Textile and retail major Raymond net loss for the first quarter ended June 30, narrowed down by 25 per cent to Rs 24 crores from Rs 32 crore in the previous year. Net sales too rose to Rs 240 crores during the April-June quarter as against Rs 234 crores in the same period last fiscal. The company’s textile business posted a growth of 29 per cent at Rs 238 crores on the back of higher volumes and improved realizations consequent to the buoyancy in the Indian market. Similarly, the branded apparel business witnessed a 20 per cent jump in sales to Rs 149 crores. Overall Raymond's retail business grew 13 per cent quarter-on-quarter.
Bombay Rayon Fashions posted a net profit of Rs 52.17 crores for the quarter ended June 30, up 40 per cent from the same period last year. Their net sales increased by 49.47 per cent to Rs 50.27 crores from Rs 33.63 crores in the corresponding quarter last year. The other company to record positive growth is Arvind, the country's largest denim manufacturer. It reported a profit of Rs 20 crores for the quarter ended June as against a loss of Rs 3 crores in the corresponding period a year ago. The growth has been driven by both branded apparel and retail business segment, which has registered a 66 per cent growth in revenue terms and 103 per cent growth in operating profits.
Kewal Kiran Clothing makers of Killer jeans and well-known for their K-Lounge retail chain has reported a sales turnover of Rs 45.41 crores and a net profit of Rs 8.85 crore for the quarter ended June 2010. Growth is 35 per cent higher than the last year. CMD Kewal Jain says their revenue is coming through MBOs, K-Lounge, exports and departmental stores. The retail business is generating 32 per cent of the total net revenues through retail and overall revenues through four channels.

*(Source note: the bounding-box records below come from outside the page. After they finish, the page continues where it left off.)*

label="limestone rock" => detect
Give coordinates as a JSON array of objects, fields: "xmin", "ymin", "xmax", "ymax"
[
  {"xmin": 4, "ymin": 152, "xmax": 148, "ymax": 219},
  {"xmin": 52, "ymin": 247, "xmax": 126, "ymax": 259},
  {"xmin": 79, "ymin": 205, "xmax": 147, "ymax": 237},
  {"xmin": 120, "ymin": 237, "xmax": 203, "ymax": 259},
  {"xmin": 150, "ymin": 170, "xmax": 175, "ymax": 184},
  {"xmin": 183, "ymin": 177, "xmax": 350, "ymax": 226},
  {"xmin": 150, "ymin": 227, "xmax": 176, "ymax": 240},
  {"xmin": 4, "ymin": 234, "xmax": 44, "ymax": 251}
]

As for Gokaldas’s not so positive results, Managing Director Rajendra Hinduja, explains it by saying the apparel export industry is still not out of the woods due to high raw material prices and wage increases. Moreover, while the order position has improved, pricing pressures remain. What’s more the sluggish EU markets, forex situation and high cotton prices also remain worries. However, he is more positive about the Q2 and Q3 figures. Perhaps what makes him and other apparel exporters positive is the Chinese currency appreciation, wage hike in Bangladesh, and withdrawal of GSP concessions to Sri Lanka.